I guess I'm not the only one with that desert plan! Parked by a water supply you can live a long time in the motor home. The deserts often have spots with permanent water (including windmills in the middle of nowhere). Many times areas with water also have trees to offer concealment(and firewood). I have many many spots picked out.


----------



## dlharris (Apr 3, 2011)

This post actually made me feel much better. We live in a semi with large sleeper....has everything that a motor home has. Sometimes I get really stressed that we don't have a BOL yet by then other times think maybe we are almost better off. We always have everything with us!  hopefully can get to extra preps in our storage unit. Only issue is our semi is 2011 so not EMP impervious.


----------



## 8thDayStranger (Jan 30, 2013)

I've been thinking about getting a little popup camper so the misses will camp with me. Might come in handy in a bug out situation.


----------



## The_Blob (Dec 24, 2008)

I have converted all of my diesel engines to run on WVO, much cheaper/easier than refining biodiesel. I have never forgotten to run diesel for a few minutes to flush out the lines... yet!

I'm now looking into converting my gasoline engines into Nat Gas, it's a lot more expensive and if I make it bi-fuel also, it will burn Nat Gas less efficiently. Infrastructure is almost nonexistent as well, even with my own gas well, I still do not have the necessary equipment for fueling.

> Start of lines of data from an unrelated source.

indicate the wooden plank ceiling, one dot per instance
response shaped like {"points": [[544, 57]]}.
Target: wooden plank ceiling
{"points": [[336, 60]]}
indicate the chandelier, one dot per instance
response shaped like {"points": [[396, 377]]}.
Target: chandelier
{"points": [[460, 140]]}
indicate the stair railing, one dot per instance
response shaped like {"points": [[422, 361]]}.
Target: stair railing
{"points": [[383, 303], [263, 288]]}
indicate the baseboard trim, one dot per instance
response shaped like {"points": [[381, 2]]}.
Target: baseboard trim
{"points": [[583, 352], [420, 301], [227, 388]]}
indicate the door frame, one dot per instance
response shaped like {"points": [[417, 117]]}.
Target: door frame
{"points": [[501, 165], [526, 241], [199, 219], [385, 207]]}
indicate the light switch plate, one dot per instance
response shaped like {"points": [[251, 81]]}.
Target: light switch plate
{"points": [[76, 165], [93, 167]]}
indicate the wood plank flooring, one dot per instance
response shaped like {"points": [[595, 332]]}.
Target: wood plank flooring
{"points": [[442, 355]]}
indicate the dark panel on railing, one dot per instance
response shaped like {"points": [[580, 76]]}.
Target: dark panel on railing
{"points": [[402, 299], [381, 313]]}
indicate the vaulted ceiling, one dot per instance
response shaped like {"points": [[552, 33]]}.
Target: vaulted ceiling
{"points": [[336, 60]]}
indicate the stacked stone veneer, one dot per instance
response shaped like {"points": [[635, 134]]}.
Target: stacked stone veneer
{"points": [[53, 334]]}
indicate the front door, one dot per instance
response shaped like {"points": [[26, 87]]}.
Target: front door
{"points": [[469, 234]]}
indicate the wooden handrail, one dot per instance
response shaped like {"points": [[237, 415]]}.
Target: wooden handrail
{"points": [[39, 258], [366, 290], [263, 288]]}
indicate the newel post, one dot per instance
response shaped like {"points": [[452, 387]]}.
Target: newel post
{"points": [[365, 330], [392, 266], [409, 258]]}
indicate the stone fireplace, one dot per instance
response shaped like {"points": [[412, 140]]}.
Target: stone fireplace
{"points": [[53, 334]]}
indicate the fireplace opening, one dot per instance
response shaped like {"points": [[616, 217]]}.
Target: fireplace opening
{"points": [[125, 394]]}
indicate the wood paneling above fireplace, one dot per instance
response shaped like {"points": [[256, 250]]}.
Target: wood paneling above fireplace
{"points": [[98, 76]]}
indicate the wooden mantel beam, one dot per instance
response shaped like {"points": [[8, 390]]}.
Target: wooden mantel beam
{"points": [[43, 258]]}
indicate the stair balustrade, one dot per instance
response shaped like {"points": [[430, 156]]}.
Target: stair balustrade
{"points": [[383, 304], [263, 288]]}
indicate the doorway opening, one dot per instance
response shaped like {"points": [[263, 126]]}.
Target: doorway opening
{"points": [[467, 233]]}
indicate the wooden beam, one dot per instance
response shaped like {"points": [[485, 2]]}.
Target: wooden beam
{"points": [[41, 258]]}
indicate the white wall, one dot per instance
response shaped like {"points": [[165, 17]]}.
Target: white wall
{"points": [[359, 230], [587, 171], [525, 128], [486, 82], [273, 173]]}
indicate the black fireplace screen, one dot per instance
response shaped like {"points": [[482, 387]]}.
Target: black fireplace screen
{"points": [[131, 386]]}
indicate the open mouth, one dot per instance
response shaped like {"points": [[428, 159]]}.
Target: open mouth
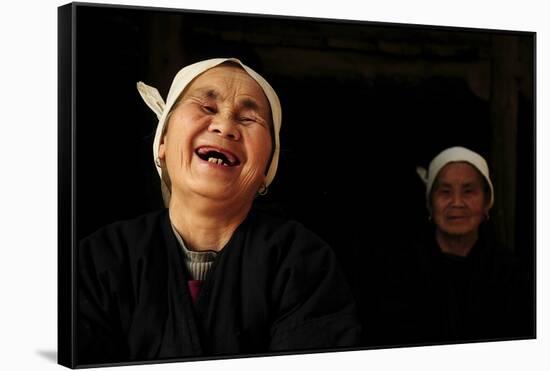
{"points": [[217, 156]]}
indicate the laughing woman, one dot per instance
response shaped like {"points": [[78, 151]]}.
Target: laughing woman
{"points": [[210, 275], [455, 284]]}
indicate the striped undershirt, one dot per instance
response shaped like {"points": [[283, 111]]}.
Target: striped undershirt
{"points": [[198, 263]]}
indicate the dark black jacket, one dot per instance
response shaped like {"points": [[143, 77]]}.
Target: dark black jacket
{"points": [[432, 297], [275, 286]]}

I'm also considering another PEV(Pure Electric Vehicle) and charging the batteries with one of the Nat Gas house generators. I would still have the one, but got offered twice what I had in it...

:dunno:


----------



## Caribou (Aug 18, 2012)

The_Blob said:


> I have converted all of my diesel engines to run on WVO, much cheaper/easier than refining biodiesel. I have never forgotten to run diesel for a few minutes to flush out the lines... yet!
> 
> I'm now looking into converting my gasoline engines into Nat Gas, it's a lot more expensive and if I make it bi-fuel also, it will burn Nat Gas less efficiently. Infrastructure is almost nonexistent as well, even with my own gas well, I still do not have the necessary equipment for fueling.
> 
> ...


Do you have a link to the conversions?


----------



## The_Blob (Dec 24, 2008)

Caribou said:


> Do you have a link to the conversions?


the kits are very cheap and can be installed with a minimum of mechanical knowledge, IMHO

http://www.greasecar.com/


----------